Many people choose to become engineers because they like working with their hands. An engineering education, particularly in the University of Arizona’s Craig M. Berge Engineering Design Program, offers an abundance of hands-on learning experiences, from building solar ovens to 3D-printing jet engine parts.

The shift to online learning in the face of COVID-19 has required adjustments from everyone on campus. But lab courses -- in which students conduct experiments; fabricate devices; and learn how to work equipment such as mills, lathes and 3D printers -- have been especially hard hit.

About 40 white boxes, stacked four high, on a table in a laboratory.
Stacks of kits ready to be sent off to students.

Urs Utzinger, associate professor and associate department head for biomedical engineering undergraduate affairs, isn’t letting that stop him from providing a hands-on experience to the students in his sophomore engineering design course. He gathered microcontrollers, motors and other mechanical parts, boxed them up into 42 individual kits, and mailed them to students, who are now assembling, testing and calibrating from home.

“This is specifically for our students to continue their classwork in this time,” Utzinger said. “We still have the same goals, and we want to offer as close to the same learning experience as possible. We just cannot do everything online.”

Doing At-Home Experiments

Utzinger also co-teaches a new course, BME 310, with assistant professor Philipp Gutruf, in which juniors design and create biomedical devices in the new Peter and Nancy Salter Medical Device Design Lab. The students have been designing sensors that attach to a person’s skin and record sweat rate. The plan was for students to create the sensors, design their own experiments and test the devices -- on campus.
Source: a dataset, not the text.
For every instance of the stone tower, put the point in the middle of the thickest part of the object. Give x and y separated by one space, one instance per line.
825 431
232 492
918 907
A small black square with a circuit board attached and a brown leather strap attached to it, similar to a watch strap.
An example of one of the biomedical devices designed by students and built by professors.
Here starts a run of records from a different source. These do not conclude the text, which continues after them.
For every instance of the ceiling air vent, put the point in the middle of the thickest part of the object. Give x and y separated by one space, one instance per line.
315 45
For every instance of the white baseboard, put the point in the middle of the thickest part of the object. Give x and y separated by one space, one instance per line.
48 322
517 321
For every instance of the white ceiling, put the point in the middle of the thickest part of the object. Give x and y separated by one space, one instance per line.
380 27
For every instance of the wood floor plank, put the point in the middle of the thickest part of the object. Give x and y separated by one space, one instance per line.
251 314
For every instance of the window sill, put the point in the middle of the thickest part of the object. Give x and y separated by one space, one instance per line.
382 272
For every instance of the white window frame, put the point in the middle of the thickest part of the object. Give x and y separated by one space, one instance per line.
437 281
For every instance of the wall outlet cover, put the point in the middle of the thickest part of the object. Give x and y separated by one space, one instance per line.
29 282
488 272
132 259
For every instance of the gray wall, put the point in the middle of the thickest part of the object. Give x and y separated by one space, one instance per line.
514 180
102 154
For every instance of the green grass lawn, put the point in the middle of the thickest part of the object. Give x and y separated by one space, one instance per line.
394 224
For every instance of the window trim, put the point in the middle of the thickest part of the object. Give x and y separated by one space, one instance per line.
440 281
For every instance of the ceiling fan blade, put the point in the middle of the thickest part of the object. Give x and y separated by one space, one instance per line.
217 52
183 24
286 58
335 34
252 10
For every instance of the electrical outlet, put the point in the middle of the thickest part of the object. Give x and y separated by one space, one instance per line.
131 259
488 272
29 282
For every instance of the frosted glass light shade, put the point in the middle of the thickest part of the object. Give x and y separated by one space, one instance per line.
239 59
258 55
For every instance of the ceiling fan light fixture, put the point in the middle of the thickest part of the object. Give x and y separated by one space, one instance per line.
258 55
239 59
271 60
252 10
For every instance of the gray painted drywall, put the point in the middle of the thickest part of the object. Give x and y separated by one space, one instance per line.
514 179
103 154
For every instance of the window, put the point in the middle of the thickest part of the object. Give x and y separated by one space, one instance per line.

Instead, the students shared their design files with Gutruf and Utzinger, who are fabricating the devices in the laboratory and sending the finished products back to students. The students can attach the sensors to themselves and record their own sweat rates.

“They can exercise in their living rooms and have mapped out their own small clinical trial in their homes,” Gutruf said. “That’s probably as close as we can get, as far as having them learn all the steps in the process without coming into the lab.”
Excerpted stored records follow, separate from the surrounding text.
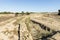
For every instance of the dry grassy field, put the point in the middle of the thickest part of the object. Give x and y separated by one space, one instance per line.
34 26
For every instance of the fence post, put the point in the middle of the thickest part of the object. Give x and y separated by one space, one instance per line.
58 12
19 32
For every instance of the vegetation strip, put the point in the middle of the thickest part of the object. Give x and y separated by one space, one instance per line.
48 29
19 32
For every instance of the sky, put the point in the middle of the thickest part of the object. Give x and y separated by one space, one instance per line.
29 5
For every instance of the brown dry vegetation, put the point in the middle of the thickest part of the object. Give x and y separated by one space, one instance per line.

Tackling Real-World Problems

During the first two-thirds of BME 310, the students learn about device design and how to use sophisticated equipment. The last third of the course is a design competition, in which students develop and create a biomedical device. They have designed devices related to problems such as heat stroke, exercising in polluted areas and even COVID-19.

“We found it really impressive for undergraduate students to come up with these concepts,” said Utzinger. “There are some really unique wearable sensor systems that don’t exist in this format in research or in industry.”